We had parked at the site of an abandoned saw milling town. The coastal plain in this district was once covered in kahikatea trees, and an Auckland company set up the mill to make timber for butter boxes. The track out to Poerua began along the line of an old bush tramway, where a steam locomotive once dragged the huge logs to the mill.
At the point where the track used to cross the swamp on a now ruined trestle bridge, we turned off and followed a kilometre or so of boardwalk. At the edge of the swamp we joined with the old coastal pack track, which is a wide, benched trail heading up over a small hill. I was very surprised by the good condition of this track, which almost looked manicured. When we arrived at the beach we found several baches (or more accurately cribs since we are in the South Island). The owners can presumably drive around the coast at low tide, but otherwise this track is their only access.
When we arrived back at the track junction near the carpark, we headed out along the northern part of the loop, along the Wanganui River. This has many serious whitebait stands, some with huge metal walkways that can be lowered down to get the fishermen out into the current. We met a local couple who told us that a lease in this area can cost $120,000.00, plus an annual fee! They later told us that their very nice house in town cost the same amount.
Out at the beach, we sat on a log and enjoyed a snack, then climbed up Mt Oneone (aka Doughboy) at the head of the river. We ignored a DOC sign saying “Track Closed – Erosion”, so as we were standing on the narrow top taking photos I wondered if perhaps it had been undermined and we were suspended out over the sea.

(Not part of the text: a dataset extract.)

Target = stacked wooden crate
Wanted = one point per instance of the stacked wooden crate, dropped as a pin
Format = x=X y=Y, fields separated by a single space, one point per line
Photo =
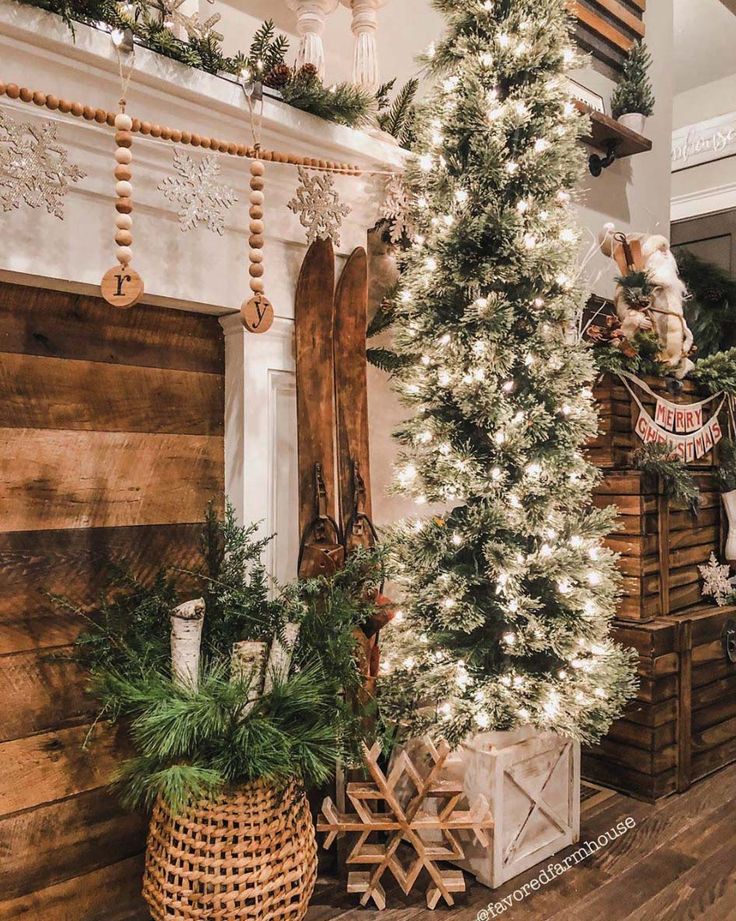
x=682 y=725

On the way back though Hari Hari we stopped at Brian and Sheila’s house to buy some of their whitebait for dinner. They reckon the whitebait in this area is a different species to what we ate up north, and that theirs is far superior. Felicity is just starting to make dinner as I write this, so I will find out shortly. We stopped at a local store to buy lemons, only to be told that someone had just been in and bought the entire supply, so sadly we will have to make do without. I am reminding myself that there are people in the world with worse problems.
Back up the highway and across the Wanganui is the Amethyst Creek Power station. There was an attempt at building a small hydro scheme on this creek back in the 1950s, but it kept getting blocked or otherwise breaking down, so it was closed in the 1990s. A few years ago a company drilled a tunnel up through the mountains to the headwaters of Amethyst creek, and four years ago a new hydro station was opened. There is no dam or water storage involved, but the enormous height of the intake means that even a small amount of water is sufficient to generate a steady power supply.
Our mission was to find the Amethyst Hot Springs, which involved walking a few kilometres up a farm road, then finding a narrow path down to the river. Sheila had warned us to wear our rash suit tops, because there are a trillion hungry sandflies waiting for unprepared bathers. People dig holes in the mud/sand at the edge of the river which get destroyed every time the river floods. We had to do a bit of repair work with our spades, but we found enough hot water to get thoroughly cooked.
PS: the whitebait were indeed superior.